Butler University faculty senate members will decide at their next meeting how much access top-level administrators will have to their meetings.
The proposal to amend the current practice comes from a new face on campus this year—university President Jim Danko—Margaret Brabant, chair of faculty senate, said at Tuesday’s meeting.
Who qualifies as a top-level administrator has yet to be decided, but the designation could include the president, vice presidents, deans and associate deans.
When Bobby Fong was president of Butler, he encouraged senior-level administrators to attend the faculty senate meetings. During his tenure, their attendance became a practice, Brabant said at the meeting.
Philosophy professor Stuart Glennan said at the meeting that the administration should be responsive to the needs of the senate, but the senate shouldn’t order top-level administrators to attend the meetings.
“The decision was made by Fong [when he was here], but it is ultimately up to administration as long as they are responsive,” he said.
Glennan also said that it is important for the president to be available to speak to the faculty when they need to, but that shouldn’t require them to show up to every faculty senate meeting.
He said there should be a mutual understanding between the president and the senators.
While Fong was here, he said he wanted to improve the notion of shared governance, and Glennan said Danko may do things differently but still reach shared governance in the end.

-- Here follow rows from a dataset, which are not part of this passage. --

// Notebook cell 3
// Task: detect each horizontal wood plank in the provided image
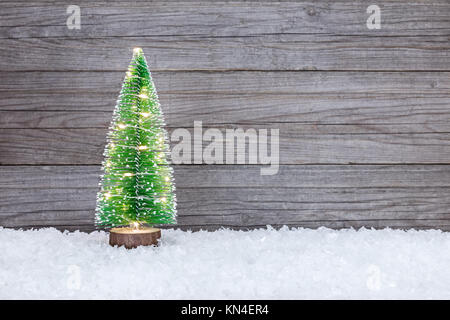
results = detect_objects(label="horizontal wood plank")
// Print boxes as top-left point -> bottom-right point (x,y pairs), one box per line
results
0,72 -> 450,129
0,0 -> 450,71
0,165 -> 450,229
0,124 -> 450,165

Senate members also discussed having executive sessions, or closed-door meetings, when they need to address sensitive or controversial topics.
Faculty senate meetings are, at this point, open to the Butler community, and the faculty senate constitution does not state whether the meetings have to be public.
“There are reasonable and important times [for a closed-door practice],” Glennan said. “It just depends when and how often [these meetings] happen.”
Mary Andritz, dean of the College of Pharmacy and Health Sciences, said at the meeting she didn’t think deans would mind being included in the definition of top-level administrators.
These issues will be discussed and voted on at the next Faculty Senate meeting on Tuesday, Oct. 4.